/Spotify-hitpredictor

A machine learning exercise using the Spotify "hit predictor" dataset, with data analysis of past "hits" by decade. Deployment using Flask via Heroku.

Primary LanguageJupyter Notebook

Spotify-hitpredictor

This project was designed as a machine learning exercise using the spotify "hit predictor" dataset, created by Farooq Ansari. Original dataset available here.

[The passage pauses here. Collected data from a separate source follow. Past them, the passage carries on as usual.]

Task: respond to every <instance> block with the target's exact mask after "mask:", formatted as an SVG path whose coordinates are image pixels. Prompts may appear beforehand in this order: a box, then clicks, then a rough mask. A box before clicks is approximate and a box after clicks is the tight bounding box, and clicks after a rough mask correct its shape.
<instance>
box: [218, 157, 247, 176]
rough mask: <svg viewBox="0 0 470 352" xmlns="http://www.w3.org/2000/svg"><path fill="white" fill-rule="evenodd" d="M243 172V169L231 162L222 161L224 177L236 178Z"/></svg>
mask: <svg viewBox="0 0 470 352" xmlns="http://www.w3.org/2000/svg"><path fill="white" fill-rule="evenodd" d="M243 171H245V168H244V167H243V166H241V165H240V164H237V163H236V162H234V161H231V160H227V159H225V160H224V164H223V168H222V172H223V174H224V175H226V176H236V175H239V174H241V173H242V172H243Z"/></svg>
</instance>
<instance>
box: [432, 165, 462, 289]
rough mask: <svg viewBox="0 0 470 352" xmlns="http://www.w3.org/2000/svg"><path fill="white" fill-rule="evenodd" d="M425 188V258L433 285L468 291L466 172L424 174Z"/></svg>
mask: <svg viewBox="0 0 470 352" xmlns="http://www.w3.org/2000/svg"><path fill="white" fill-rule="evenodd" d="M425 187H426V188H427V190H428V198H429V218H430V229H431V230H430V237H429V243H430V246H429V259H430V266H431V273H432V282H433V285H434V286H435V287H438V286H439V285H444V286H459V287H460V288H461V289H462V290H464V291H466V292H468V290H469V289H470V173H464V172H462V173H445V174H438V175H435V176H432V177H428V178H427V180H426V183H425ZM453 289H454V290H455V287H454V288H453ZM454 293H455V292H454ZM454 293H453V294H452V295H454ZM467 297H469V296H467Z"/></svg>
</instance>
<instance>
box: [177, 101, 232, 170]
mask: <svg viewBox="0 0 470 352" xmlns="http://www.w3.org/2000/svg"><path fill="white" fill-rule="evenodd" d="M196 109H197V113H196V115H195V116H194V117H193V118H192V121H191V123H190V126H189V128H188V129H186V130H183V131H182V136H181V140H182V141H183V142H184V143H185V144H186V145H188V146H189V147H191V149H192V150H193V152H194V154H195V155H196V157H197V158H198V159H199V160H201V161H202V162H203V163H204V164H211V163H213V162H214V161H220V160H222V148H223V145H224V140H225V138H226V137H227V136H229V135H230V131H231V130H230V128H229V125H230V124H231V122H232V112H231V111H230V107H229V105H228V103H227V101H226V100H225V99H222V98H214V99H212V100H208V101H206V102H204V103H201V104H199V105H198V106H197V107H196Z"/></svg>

Original image from Luxemburg Times

Go to the final Hit or Flop? page!

Project collaborators

Contents inside this repository

  • Original data
  • Models (& variations) tested
  • Deployed program

Project Scope

The dataset by Farooq Ansari has features for tracks fetched using Spotify's Web API, base on the tracks labeled hit or flop by the author, which can be used to make a classification model to predict whether any given track would be a 'Hit' or not. While the original Kaggle dataset was created by Ansari, the team created our own machine learning model to analyze the songs, and then further analyzed the data for a retrospective analysis of features for songs from each decade (1960s - 2010s)..

Metadata Summary

The original data, retrieved through Spotify's Web API (accesed though the Python library Spotipy), includes 40,000+ songs with release dates ranging from 1960-2019. Each track is identified by the track's name, the artist's name, and a unique resource identifier (uri) for the track.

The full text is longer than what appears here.